Uma circular emitida pelo Ministério da Administração Interna, revela que, em 2017 o cidadão comum pode integrar as equipas de combate a incêndios florestais.
Segundo o que apurou o «Boca» d’ Incêndio, na origem desta circular estão diversos fatores, nomeadamente, a escassez de bombeiros para fazer face ao numero de ignições ocorridas, por exemplo, no mês de Agosto.
A Ministra da Administração Interna em declarações ao «Boca» d’ Incêndio revelou que “os populares têm muitas vezes sido o braço armado nos incêndio florestais” referindo-se ao mais recente trabalho que populares de Teixeira de Baixo, no Concelho de Seia, tiveram no combate a um incêndio que lavrou esta semana nas proximidades da freguesia.

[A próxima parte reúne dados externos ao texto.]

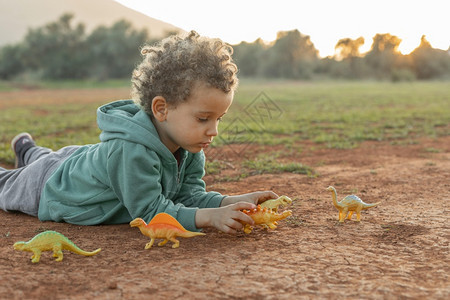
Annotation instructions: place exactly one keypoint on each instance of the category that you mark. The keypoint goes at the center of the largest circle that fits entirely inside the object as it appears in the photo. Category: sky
(325, 21)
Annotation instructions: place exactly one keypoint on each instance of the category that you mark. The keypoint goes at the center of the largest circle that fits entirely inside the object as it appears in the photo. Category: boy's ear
(159, 108)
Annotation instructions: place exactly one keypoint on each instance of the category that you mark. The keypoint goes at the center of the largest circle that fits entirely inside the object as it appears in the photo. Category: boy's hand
(255, 198)
(226, 219)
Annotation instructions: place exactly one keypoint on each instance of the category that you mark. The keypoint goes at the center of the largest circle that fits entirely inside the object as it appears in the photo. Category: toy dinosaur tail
(188, 234)
(366, 206)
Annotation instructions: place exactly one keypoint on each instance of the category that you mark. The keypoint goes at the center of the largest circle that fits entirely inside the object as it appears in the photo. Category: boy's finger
(244, 205)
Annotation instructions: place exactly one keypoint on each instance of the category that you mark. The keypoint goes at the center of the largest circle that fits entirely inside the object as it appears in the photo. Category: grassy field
(331, 114)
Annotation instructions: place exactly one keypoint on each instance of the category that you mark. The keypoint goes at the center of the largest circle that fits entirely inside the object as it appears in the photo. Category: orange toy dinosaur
(163, 226)
(264, 217)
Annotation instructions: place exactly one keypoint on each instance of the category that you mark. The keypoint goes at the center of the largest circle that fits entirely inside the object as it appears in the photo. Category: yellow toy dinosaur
(50, 240)
(163, 226)
(349, 205)
(274, 204)
(264, 217)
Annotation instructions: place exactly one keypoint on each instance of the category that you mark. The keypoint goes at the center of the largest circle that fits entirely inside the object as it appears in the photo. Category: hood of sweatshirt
(125, 120)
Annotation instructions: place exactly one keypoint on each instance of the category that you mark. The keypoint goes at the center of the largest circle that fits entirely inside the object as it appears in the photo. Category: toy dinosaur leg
(349, 215)
(149, 244)
(176, 243)
(272, 225)
(247, 228)
(342, 215)
(36, 256)
(163, 242)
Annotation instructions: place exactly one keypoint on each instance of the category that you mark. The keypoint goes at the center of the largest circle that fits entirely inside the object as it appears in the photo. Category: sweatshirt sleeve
(135, 176)
(193, 192)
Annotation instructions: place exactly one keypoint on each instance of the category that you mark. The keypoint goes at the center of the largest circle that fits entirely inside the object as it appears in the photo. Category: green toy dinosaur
(50, 240)
(349, 205)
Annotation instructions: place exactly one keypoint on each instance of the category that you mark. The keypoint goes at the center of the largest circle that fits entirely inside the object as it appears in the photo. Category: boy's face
(192, 124)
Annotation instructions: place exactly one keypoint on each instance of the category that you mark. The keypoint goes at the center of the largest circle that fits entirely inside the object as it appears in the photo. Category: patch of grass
(338, 114)
(332, 114)
(267, 164)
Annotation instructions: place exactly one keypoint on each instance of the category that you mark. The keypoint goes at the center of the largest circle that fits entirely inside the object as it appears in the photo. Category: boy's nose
(212, 131)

Os populares da Teixeira, publicaram na sua página do Facebook o trabalho que efetuaram durante as operações, referindo que “falam em trabalho árduo no combate aos incêndios… pois combate árduo é isto” os populares revelam que a população esteve unida no combate ao incêndio e fazem uma acusação: “Os meios que estavam presentes, viraram as costas fazendo-nos passar por uma situação de perigo sem meios para nos ajudar…” revelam ainda que “damos graças ao vento estar a favor e a alguns meios aéreos que depois vieram intervir.”
Esta bravura sensibilizou a Ministra da Administração Interna, que ordenou, que de imediato se elaborasse uma circular que possibilitasse a integração de populares nas equipas de ECIN.

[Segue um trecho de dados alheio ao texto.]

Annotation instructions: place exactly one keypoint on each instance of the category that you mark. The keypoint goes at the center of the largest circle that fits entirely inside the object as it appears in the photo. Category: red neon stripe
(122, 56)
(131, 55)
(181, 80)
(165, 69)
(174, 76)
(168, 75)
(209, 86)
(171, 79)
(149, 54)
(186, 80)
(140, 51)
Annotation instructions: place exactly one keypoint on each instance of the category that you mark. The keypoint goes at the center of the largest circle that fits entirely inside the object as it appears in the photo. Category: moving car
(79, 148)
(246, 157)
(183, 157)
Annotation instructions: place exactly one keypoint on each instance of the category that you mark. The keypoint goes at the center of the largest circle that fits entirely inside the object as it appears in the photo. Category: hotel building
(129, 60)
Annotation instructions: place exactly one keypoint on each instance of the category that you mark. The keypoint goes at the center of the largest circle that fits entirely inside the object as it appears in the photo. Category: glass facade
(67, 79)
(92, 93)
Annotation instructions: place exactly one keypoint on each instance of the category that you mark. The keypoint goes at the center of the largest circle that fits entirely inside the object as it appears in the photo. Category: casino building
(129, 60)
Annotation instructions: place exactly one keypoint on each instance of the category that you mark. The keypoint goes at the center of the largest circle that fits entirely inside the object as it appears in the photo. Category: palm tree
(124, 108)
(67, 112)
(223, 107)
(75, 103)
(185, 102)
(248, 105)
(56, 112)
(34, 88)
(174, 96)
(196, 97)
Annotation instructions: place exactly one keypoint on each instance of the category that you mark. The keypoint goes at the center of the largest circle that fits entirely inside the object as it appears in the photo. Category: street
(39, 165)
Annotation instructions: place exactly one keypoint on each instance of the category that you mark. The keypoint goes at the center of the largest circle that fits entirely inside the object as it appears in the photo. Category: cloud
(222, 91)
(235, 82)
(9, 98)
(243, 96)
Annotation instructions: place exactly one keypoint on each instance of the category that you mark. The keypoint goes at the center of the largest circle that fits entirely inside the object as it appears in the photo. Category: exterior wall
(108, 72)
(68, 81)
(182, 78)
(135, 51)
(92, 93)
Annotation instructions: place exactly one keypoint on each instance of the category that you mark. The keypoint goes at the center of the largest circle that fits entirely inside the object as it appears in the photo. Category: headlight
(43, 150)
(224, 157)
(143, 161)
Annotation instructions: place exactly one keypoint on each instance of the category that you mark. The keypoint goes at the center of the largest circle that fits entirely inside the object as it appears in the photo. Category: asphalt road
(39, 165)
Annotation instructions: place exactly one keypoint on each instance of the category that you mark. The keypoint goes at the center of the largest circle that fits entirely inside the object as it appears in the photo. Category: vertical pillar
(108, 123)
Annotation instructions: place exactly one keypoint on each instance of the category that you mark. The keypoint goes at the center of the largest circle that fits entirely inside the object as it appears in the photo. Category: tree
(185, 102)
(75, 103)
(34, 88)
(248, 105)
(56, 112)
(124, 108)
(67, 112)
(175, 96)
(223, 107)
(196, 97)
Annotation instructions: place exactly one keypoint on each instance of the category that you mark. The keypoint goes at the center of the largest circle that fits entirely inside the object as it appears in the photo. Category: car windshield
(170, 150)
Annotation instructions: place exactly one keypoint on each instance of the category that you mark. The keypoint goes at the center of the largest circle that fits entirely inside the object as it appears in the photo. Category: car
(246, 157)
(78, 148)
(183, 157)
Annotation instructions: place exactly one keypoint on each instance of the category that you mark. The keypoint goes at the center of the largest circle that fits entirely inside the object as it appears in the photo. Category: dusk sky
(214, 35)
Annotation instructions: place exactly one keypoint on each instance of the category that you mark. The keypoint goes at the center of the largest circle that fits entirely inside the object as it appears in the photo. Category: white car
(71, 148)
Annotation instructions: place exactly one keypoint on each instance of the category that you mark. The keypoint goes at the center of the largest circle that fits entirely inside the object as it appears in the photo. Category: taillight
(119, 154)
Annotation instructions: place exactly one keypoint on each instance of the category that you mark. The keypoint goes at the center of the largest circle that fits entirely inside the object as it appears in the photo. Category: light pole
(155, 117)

O «Boca» d’ Incêndio confrontou a ENB sobre esta circular, dado que, estes populares apenas terão o conhecimento empírico no que concerne ao combate a incêndios florestais. O presidente da ENB, referiu que, considera a medida da ministra ajustada e que perca por tardia.

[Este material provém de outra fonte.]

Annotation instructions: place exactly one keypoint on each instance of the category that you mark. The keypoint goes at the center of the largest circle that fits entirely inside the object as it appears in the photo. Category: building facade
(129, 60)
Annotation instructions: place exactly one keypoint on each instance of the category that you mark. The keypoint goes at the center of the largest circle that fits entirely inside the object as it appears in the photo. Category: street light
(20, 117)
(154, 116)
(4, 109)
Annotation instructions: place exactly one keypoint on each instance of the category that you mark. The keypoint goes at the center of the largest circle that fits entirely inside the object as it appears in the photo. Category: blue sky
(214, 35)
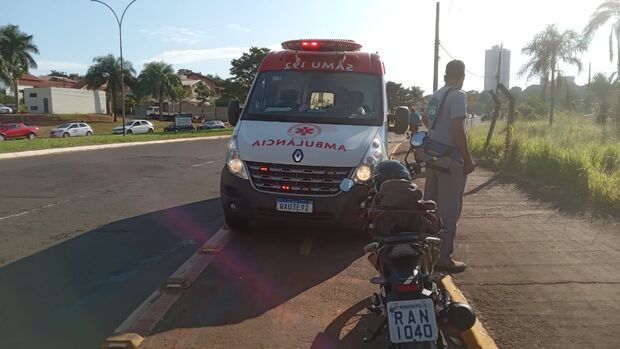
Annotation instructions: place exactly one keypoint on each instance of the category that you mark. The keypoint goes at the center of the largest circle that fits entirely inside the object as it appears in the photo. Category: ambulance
(315, 120)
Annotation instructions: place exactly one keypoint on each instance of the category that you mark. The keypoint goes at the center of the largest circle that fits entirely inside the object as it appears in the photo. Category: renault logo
(298, 155)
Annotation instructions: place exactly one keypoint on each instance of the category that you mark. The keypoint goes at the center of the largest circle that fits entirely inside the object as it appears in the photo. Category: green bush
(575, 154)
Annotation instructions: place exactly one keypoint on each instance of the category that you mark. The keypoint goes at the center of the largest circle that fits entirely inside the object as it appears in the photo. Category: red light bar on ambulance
(321, 45)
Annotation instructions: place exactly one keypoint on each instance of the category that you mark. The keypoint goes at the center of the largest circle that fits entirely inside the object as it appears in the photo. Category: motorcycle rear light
(408, 288)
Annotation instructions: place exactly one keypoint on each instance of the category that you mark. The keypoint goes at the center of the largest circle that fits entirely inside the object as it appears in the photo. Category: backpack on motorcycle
(398, 208)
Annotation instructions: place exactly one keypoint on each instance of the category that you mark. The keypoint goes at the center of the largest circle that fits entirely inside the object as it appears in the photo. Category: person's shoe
(452, 267)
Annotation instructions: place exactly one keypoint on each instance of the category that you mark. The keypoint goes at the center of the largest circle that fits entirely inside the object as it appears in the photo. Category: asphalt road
(85, 237)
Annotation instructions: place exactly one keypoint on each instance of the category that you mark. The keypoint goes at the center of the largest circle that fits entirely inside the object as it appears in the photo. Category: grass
(575, 155)
(47, 143)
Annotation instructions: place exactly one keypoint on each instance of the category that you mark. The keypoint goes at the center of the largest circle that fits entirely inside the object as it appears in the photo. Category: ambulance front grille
(298, 179)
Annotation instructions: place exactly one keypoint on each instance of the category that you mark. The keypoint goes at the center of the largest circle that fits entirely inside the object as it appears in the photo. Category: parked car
(152, 112)
(172, 127)
(17, 130)
(135, 127)
(71, 129)
(5, 109)
(211, 125)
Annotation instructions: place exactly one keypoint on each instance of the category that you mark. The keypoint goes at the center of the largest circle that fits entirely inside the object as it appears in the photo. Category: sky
(204, 35)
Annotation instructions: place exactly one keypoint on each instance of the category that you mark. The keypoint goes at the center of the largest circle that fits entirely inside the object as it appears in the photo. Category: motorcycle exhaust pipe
(458, 316)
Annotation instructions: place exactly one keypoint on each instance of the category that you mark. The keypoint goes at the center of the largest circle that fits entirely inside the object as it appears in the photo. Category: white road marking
(23, 154)
(15, 215)
(36, 209)
(207, 163)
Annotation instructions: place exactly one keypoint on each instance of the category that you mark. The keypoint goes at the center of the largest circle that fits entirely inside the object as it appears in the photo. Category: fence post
(510, 121)
(493, 120)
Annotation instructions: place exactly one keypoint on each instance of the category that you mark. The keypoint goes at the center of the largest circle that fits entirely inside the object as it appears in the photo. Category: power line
(449, 55)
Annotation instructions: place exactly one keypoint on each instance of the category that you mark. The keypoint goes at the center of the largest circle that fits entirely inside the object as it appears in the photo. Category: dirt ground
(539, 276)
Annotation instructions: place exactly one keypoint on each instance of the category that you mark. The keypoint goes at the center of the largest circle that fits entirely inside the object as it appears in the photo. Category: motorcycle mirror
(418, 139)
(346, 185)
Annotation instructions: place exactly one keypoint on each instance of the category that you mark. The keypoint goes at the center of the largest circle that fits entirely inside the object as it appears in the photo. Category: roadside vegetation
(10, 146)
(578, 155)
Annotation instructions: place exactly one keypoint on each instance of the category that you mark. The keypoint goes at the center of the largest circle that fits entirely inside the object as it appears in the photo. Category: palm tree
(202, 94)
(16, 50)
(609, 11)
(159, 79)
(602, 88)
(106, 72)
(547, 49)
(180, 94)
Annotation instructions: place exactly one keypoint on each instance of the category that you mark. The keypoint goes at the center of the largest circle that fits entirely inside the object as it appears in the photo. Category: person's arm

O presidente referiu que “os bombeiros para combater incêndios florestais numa primeira fase, ou seja, em bombeiro de 3ª., não precisam de ter qualquer formação certificada pela ENB”, por isso, não vê qualquer constrangimento em integrar populares nas equipas de ECIN, “é darem-lhes equipamento de proteção e toca andar”.
Já descontentes com esta medida estão as equipas de análise de incêndios florestais, que afirmam que estes populares terão feito uma manobra que compromete a lei existente no que respeita ao uso do fogo controlado. Segundo se consta, os populares da Teixeira de Baixo terão recorrido ao contra-fogo para estancarem o incêndio que se aproximava da sua localidade. Apesar do conhecimento que a ANPC teve desta manobra, as equipas de análise de incêndios florestais denunciaram que o COS nada fez para identificar os indivíduos.
O «Boca» d’ Incêndio contactou o presidente da junta da Teixeira de Baixo confrontando-o com os factos descritos. Armando Antunes, referiu-nos que, “os bombeiros respeitam uma hierarquia muito pesada, este incêndio poderia não ter atingido estas proporções se os operacionais no terreno pudessem fazer uso do ataque indireto”, ainda segundo Armando Antunes, “os operacionais só respeitaram ordens, porem o uso desta técnica teria evitado queimar tanto terreno.”
Em 2017 não haverá problemas em arranjar elementos para a integração das equipas de ECIN, dado que, com tanto desempregado que o país tem, não faltarão elementos que se voluntariem.